Social Development

Relationships with Others

Social development involves your child having the skills he needs to form positive relationships with peers and family members.

Activity

Nolan and his dad go to a family barbecue at the park on Sunday. During the drive in the car, Nolan is having a good time and singing along to the music. When the two of them arrive at the park, Nolan becomes very quiet and stops singing. “Nolan, we’re here!” Dad says. Nolan puts his head down. “Nolan, look! Your cousin is here! Don’t be sad, I’m here with you.” Nolan jumps out of the car seat, climbs down and clings to his cousin, hugging her as tightly as he can. “Nolan, play,” says his cousin. Nolan still hugs his cousin tightly for a few more minutes until Dad comes over with a toy truck. “You can go play,” says Dad. Nolan looks up at Dad again then lets go of his cousin and takes the truck with his cousin to the sand box.

Insight

Nolan is given support when Dad tells him that his cousin is here and he is going to play with her. Because he feels supported and trusts that his dad is in close proximity, Nolan feels comfortable cementing a relationship with his cousin.

Social relationships help your child gain trust, confidence, and security—all of which are important for him to explore his environment, learn, interact, and build relationships with others. Your child needs to learn to trust very early in life. When your child feels that he can trust you and other familiar people, then he will be more willing and open to meeting new people and peers. This is because your child understands that you will always be nearby to provide support when needed.

Relationships with your child first consist of meeting your child’s basic needs through sensitive caregiving.

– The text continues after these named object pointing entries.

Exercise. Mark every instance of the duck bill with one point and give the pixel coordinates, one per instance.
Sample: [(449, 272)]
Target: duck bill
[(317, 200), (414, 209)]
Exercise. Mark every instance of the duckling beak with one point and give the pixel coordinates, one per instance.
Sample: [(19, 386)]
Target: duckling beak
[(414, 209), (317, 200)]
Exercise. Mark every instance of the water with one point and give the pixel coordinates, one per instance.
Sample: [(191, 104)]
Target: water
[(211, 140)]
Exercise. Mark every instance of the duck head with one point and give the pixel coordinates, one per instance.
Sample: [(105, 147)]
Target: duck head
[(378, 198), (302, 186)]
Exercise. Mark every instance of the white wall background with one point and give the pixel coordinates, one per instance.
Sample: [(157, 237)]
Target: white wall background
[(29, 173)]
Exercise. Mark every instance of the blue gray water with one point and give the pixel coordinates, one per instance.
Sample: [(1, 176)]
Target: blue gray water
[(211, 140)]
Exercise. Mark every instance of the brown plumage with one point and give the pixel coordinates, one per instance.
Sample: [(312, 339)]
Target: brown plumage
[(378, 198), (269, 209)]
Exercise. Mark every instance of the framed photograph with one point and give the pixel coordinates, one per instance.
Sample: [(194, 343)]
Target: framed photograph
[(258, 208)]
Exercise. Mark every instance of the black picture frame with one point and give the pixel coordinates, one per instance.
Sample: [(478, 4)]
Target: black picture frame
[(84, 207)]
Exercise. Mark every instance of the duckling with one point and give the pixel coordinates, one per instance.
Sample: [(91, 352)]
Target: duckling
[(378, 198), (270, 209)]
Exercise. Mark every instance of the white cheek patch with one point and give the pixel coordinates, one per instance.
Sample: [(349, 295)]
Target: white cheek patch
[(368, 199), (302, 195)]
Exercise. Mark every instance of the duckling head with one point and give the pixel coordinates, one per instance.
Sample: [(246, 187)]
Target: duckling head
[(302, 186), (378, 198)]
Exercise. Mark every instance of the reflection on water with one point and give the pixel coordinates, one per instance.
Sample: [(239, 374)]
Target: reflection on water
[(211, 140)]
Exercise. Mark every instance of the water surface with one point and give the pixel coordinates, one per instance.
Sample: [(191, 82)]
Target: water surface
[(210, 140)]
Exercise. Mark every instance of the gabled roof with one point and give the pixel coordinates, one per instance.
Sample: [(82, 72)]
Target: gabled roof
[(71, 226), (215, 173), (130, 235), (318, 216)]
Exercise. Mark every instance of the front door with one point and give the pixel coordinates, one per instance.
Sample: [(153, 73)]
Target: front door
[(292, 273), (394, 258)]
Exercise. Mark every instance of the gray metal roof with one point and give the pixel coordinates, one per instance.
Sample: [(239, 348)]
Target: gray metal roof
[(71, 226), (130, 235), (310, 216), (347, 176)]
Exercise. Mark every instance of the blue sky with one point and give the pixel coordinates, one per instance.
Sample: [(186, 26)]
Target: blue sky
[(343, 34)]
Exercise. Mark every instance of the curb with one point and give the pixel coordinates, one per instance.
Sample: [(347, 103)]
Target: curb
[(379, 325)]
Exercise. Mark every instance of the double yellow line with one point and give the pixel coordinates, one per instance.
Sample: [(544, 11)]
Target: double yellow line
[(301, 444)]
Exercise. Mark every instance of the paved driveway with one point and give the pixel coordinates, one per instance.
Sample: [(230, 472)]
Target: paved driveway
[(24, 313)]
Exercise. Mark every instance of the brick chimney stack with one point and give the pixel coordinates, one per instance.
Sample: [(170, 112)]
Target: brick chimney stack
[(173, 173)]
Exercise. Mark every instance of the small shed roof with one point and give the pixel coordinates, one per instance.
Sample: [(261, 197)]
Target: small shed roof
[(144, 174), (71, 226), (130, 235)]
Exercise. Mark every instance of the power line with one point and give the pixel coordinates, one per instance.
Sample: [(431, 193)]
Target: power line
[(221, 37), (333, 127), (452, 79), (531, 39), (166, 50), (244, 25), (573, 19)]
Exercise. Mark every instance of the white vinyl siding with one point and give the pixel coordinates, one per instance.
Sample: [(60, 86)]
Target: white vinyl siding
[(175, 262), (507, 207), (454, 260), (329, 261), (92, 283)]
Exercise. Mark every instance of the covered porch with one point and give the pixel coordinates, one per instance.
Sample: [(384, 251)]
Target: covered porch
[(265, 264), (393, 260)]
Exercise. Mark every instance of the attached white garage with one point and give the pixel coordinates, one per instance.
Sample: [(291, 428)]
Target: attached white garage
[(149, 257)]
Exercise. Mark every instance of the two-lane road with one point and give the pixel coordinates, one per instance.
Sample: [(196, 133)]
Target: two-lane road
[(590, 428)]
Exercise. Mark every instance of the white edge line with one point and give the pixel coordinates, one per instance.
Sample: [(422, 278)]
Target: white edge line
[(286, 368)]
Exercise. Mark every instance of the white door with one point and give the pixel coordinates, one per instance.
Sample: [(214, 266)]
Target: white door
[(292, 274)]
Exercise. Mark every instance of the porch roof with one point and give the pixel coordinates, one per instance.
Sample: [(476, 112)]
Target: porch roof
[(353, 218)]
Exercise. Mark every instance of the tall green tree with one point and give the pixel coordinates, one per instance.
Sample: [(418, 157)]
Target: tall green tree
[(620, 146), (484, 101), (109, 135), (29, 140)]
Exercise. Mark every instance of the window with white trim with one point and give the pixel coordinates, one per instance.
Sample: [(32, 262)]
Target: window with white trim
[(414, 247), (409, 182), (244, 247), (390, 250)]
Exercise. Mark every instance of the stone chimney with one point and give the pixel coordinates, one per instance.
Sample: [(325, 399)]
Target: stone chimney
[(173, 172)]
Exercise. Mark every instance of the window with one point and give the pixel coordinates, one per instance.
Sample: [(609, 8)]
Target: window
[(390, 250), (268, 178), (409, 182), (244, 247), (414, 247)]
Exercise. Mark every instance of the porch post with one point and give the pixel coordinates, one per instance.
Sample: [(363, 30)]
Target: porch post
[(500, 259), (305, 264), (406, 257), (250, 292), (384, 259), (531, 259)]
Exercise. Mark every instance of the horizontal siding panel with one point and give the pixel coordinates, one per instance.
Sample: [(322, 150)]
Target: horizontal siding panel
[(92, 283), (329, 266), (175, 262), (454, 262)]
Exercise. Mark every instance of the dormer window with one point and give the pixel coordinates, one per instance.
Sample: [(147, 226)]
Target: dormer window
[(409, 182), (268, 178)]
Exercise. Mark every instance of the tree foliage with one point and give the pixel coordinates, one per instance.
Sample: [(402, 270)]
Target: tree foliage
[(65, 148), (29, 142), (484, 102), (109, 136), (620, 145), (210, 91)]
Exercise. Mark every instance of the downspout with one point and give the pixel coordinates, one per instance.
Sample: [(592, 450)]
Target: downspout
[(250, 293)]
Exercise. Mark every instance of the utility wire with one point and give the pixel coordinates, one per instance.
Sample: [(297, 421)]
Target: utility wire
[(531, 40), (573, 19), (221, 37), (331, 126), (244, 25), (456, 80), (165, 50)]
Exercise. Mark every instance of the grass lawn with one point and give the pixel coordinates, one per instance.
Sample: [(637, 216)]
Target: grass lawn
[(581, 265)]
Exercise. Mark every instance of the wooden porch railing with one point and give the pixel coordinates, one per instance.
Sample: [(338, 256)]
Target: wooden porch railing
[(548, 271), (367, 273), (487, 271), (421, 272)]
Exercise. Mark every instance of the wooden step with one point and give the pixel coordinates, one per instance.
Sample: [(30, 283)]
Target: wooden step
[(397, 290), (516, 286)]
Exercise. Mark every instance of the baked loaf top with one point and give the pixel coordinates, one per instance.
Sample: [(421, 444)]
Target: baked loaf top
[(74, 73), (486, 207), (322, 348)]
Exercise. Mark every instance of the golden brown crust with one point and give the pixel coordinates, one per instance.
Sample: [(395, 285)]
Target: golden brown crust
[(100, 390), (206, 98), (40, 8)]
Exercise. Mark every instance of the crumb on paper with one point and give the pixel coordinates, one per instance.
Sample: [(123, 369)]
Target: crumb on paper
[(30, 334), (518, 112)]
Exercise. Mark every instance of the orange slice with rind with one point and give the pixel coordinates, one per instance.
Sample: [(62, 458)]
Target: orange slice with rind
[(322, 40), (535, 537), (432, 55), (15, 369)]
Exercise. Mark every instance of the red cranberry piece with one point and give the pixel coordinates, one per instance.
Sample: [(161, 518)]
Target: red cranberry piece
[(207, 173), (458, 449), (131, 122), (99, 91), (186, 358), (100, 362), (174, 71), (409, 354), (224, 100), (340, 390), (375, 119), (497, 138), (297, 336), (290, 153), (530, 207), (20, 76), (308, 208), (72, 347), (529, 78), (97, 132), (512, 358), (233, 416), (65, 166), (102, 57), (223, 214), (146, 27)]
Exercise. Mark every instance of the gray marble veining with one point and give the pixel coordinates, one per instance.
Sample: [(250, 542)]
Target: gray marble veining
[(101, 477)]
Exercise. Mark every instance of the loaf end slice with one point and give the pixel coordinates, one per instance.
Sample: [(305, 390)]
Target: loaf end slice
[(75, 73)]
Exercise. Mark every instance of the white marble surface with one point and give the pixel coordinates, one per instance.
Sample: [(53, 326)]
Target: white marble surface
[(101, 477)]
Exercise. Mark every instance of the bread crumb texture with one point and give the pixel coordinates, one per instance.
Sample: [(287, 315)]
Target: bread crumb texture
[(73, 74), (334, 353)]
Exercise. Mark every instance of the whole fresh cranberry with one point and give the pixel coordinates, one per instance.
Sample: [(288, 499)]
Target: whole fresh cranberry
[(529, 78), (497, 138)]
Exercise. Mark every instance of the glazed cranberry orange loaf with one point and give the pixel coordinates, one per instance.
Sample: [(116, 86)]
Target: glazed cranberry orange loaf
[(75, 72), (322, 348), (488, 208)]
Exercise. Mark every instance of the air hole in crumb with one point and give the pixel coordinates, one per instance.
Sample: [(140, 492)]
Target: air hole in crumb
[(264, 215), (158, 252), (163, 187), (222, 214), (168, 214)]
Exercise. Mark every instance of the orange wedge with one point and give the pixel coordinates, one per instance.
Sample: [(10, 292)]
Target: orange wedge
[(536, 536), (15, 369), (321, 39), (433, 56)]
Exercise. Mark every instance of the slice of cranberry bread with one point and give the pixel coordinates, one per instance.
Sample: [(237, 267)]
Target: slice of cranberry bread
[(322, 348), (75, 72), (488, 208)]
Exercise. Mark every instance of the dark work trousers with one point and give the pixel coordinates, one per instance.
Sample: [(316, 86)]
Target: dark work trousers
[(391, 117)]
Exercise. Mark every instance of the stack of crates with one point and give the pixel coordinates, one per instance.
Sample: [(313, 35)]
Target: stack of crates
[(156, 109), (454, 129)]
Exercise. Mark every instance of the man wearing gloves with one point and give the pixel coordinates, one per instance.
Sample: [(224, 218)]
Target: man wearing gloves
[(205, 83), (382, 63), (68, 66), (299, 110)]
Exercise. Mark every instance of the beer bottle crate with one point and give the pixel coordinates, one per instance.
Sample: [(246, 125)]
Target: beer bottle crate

By responding in a warm, loving, and gentle way, you’re helping your child learn about communication, behavior, and emotions, making him feel safe and secure, and promoting a strong relationship between you and him. Those relationships let children express themselves—a cry, a laugh, a question—and get something back: a cuddle, a smile, an answer.

If these needs are consistently met, trust develops. Secure attachment relationships provide your child with feelings of self-worth and conf idence. What children “get back” gives them very important information about what the world is like and how to act in the world.

At this age, your child is happier playing next to rather than with a peer. He will imitate what he sees another child doing without interacting with him. Play at this stage of development is called “parallel play” in which toddlers will play next to each other but not with each other.

During this stage of development it is essential to make sure your child is encouraged (praised), loved (hugs and kisses), and can develop trust and security with you (needs being consistently met).

Playing with peers will help teach him key social skills such as how to be kind, to share, and to resolve conflict; however, it’s too early to expect them to play together; this will not happen until around two and a half years of age.

Regarding Nolan’s trip to the family barbeque, note that when he became quiet he was experiencing a bit of separation anxiety. Separation anxiety occurs when there is a physical separation between him or her and you. This is a normal experience for your child to have when he has formed positive social relationships with his parents and others he sees on a regular basis.

A securely attached child will miss his parents when separated and will welcome the parents’ or caregiver’s reappearance or staying in close proximity. As your child grows older separation anxiety will lessen; instead, he will use other skills such as language, eye contact, and gestures to stay connected to you. Yet even with these newest social skills, your child will continue to seek physical closeness to you.